This variability of results is due to the usual statistical methods applied in compound screens, according to Dr. Genovesio, who suggests that these methods are not strictly applicable to RNAi screens (given the high variation of phenotypes that results from siRNA genome-wide knockdowns). With more than 20,000 genes in the human genome and the de facto inclusion of the numerous false-positive and false-negative results to be expected from the systematic knockdown of all gene functions within a genome, RNAi studies require multiple experiments at high resolution for meaningful conclusions to be drawn.
This translates to the need for massively high-throughput and high-content studies conducted several times over, creating anew for the biopharma field the requirement of high-throughput capacities on a whole new level. As Dr. Genovesio describes it, one must ensure “very sensitive but robust selection” with primary screens on multiple criteria, and hence, his team’s approach—high-throughput imaging.
Honing cellular microarray technology developed by David Sabatini at Whitehead Institute, Dr. Genovesio says his team has developed a platform to visually screen half a million siRNA experiments in two weeks. He stresses that the “visual” aspect of these experiments (allowing the cells themselves to be seen and phenotypes to be properly assessed) is a novel development. Similar screening by traditional methods would take up to four months and be very cost-intensive, he asserts.
Dr. Genovesio’s research team has adopted a two-pronged approach to identifying novel viral-infection targets: high-throughput siRNA cellular microarrays and a high-throughput visualization platform, with accompanying computer algorithms to parse out results from data noise.

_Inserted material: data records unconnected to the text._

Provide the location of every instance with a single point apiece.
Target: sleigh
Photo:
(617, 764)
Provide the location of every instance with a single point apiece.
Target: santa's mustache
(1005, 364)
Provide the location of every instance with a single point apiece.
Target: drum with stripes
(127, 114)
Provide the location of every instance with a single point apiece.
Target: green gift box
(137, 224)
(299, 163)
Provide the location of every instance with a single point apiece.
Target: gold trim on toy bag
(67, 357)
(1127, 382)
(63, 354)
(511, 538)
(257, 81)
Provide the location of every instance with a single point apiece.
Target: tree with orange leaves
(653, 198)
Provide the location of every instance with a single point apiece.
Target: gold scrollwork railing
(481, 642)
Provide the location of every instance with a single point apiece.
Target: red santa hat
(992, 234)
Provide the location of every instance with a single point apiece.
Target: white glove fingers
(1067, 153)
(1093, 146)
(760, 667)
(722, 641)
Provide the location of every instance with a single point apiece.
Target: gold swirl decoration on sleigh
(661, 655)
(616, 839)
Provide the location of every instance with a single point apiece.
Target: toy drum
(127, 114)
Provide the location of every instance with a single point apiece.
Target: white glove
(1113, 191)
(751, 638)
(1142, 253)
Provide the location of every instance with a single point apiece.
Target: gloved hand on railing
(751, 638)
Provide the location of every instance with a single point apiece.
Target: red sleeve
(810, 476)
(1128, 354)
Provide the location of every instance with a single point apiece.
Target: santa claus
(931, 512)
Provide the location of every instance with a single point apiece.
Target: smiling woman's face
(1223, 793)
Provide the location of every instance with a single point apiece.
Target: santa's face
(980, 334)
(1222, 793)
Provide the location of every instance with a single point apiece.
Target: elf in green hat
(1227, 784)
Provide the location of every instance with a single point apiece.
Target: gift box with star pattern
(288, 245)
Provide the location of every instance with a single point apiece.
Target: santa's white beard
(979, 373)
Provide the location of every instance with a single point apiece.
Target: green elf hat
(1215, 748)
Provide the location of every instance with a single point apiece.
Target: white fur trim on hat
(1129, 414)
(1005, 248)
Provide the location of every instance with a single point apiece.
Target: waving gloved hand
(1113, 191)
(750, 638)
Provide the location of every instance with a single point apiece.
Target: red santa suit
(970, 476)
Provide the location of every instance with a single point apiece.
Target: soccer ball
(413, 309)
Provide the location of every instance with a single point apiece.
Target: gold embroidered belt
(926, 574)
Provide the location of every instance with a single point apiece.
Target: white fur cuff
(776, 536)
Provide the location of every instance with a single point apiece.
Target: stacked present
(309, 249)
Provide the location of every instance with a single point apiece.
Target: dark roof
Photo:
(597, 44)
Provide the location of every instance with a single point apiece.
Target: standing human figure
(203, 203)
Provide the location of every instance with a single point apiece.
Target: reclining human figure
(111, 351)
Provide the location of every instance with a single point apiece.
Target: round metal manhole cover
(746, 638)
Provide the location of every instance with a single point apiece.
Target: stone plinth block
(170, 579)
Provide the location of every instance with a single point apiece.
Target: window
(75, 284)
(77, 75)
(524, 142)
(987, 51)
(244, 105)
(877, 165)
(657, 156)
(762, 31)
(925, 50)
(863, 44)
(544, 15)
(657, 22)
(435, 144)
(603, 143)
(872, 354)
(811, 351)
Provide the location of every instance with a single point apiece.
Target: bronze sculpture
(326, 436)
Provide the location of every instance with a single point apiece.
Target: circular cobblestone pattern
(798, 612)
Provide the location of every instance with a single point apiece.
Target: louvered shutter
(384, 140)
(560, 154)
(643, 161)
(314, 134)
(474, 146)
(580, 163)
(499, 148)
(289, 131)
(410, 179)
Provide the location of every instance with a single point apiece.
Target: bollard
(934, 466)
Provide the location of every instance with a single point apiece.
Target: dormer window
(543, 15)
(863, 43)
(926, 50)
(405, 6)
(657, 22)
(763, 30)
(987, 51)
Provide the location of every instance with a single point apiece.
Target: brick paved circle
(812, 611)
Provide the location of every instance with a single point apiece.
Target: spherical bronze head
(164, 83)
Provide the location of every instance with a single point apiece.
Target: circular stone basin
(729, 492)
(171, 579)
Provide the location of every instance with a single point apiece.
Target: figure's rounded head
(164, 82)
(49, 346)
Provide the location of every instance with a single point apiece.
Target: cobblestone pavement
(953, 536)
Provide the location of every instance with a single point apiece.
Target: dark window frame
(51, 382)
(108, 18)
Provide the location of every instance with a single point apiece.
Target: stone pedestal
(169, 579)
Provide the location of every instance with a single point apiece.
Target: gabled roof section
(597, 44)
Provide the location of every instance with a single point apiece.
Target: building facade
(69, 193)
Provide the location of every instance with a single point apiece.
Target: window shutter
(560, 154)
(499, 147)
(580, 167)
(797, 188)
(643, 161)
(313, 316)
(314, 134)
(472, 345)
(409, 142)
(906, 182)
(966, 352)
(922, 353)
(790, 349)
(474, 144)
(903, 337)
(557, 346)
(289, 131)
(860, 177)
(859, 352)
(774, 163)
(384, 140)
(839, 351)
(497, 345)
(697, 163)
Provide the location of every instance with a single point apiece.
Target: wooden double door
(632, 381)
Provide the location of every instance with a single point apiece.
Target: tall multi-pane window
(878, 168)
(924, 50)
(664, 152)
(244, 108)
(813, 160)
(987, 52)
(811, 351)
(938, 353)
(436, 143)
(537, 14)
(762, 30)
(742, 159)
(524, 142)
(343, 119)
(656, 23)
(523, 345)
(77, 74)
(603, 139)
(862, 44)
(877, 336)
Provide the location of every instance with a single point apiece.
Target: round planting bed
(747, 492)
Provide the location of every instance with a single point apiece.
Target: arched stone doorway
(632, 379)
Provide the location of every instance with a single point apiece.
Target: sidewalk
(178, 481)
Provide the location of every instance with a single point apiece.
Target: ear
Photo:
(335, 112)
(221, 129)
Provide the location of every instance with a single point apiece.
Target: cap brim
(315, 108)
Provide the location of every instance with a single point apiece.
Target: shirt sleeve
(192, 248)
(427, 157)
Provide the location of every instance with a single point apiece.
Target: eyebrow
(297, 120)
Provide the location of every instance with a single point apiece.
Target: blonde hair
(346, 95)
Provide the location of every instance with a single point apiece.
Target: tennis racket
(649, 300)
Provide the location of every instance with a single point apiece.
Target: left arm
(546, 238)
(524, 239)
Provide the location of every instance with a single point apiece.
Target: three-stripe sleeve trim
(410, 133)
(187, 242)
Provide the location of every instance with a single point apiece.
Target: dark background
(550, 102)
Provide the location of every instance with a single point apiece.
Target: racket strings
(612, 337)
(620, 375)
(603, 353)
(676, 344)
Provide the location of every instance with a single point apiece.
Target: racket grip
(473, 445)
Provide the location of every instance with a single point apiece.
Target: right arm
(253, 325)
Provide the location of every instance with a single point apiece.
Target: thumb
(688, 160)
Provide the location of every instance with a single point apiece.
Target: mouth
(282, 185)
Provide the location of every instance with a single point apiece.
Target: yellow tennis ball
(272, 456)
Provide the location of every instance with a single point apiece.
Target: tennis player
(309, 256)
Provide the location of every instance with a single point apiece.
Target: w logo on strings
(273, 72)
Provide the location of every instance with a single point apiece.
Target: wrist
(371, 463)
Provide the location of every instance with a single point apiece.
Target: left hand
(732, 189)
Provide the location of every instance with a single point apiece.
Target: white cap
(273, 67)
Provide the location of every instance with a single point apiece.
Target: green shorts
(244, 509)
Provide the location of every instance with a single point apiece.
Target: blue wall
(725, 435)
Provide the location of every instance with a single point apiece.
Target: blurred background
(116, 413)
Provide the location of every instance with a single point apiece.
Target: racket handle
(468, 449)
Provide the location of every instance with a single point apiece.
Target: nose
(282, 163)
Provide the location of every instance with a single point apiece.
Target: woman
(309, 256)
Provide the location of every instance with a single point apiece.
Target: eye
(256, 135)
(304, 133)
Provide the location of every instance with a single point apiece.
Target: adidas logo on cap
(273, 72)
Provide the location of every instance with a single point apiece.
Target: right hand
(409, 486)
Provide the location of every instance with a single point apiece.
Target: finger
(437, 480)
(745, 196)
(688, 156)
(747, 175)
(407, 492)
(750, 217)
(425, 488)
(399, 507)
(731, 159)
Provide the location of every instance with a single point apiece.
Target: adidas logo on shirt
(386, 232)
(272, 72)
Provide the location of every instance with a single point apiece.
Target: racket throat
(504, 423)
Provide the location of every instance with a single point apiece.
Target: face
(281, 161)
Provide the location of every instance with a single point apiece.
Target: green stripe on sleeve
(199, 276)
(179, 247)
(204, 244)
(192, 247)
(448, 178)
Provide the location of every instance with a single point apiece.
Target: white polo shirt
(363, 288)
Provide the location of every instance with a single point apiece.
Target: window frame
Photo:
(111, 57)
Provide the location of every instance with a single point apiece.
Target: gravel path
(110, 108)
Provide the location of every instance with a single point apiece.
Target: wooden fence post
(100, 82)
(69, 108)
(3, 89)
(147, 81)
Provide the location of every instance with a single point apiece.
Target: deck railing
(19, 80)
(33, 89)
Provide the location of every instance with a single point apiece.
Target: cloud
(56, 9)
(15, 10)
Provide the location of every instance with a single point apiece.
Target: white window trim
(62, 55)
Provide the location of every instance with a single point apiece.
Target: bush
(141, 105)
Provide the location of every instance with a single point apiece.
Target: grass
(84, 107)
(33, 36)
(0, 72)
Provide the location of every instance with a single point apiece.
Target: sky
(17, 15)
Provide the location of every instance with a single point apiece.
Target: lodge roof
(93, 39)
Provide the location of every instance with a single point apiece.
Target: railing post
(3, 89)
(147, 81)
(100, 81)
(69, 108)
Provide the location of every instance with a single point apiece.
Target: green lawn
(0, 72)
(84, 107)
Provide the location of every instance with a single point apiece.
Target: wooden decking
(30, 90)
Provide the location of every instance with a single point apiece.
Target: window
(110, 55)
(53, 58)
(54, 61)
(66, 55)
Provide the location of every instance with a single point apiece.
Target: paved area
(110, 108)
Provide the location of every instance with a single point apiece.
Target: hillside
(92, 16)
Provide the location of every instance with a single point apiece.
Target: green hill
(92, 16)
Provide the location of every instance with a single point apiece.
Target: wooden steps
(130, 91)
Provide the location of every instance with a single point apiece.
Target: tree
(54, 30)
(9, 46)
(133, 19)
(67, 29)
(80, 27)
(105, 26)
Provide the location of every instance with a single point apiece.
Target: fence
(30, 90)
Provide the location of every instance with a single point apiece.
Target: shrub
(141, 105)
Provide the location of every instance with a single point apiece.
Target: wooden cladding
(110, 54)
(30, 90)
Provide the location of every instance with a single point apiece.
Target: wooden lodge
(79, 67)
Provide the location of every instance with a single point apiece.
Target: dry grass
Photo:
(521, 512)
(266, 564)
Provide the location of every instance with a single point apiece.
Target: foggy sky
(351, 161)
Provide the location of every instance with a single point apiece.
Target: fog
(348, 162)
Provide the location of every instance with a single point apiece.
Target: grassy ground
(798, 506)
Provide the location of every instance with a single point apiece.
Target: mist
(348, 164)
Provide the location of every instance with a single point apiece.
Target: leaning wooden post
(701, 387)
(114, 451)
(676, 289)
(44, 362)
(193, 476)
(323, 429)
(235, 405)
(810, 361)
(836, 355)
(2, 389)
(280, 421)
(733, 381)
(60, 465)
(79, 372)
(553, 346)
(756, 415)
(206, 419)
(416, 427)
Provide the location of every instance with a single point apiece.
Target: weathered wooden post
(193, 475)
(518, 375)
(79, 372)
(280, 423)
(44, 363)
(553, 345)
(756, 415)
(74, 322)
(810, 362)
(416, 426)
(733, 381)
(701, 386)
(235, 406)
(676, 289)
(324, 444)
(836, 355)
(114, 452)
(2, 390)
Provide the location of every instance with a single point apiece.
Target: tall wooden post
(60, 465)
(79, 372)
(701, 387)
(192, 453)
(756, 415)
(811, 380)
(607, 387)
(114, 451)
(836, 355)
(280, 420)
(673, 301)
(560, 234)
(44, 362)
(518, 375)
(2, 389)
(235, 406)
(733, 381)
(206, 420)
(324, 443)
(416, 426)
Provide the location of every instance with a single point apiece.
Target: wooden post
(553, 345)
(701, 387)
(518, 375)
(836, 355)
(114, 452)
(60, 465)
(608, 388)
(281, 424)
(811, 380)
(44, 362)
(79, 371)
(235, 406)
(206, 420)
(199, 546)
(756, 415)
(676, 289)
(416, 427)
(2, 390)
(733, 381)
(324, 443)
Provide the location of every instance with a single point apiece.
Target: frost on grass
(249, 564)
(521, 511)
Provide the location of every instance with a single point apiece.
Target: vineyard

“We’ve increased performance in two dimensions simultaneously, that is, for both imaging and the number of experiments possible. This is essential for siRNA studies. Each time we do a genome-wide screen, we conduct the same experiments as many as seven or eight times; this can mean, at the microarray level, as many as 200,000 experiments in total that need to be visualized, and their data assessed, for a single genome-wide assay.
“We have developed algorithms that can identify the experiments associated with promising drug targets through actual pictures. This is very useful for RNAi screens, because we can recover meaning more precisely: describing each experiment with lots of texture- and shape-based quantitative descriptions computed on the nuclei and cytoplasm of cells.
“We can then take these selected experiments further, and know more conclusively that, for example, in the case of infectivity studies, the cells whose phenotypes appear normal are actually representative of repressed infectivity and not just false positives. The robustness is much higher.”
Dr. Genovesio’s team at Institut Pasteur Korea is further developing its analysis platform for what he has dubbed “target deconvolution” that will essentially reverse the drug-discovery process. The approach begins with currently known effective pharmaceutical agents and “back-analyses,” through RNAi analysis and ultrahigh-content and ultrahigh-throughput visualized screening, to precisely determine networks and pathways involved in drug activity. New drug targets and their specific activity within subcellular networks are thus identified with degrees of inherent validation.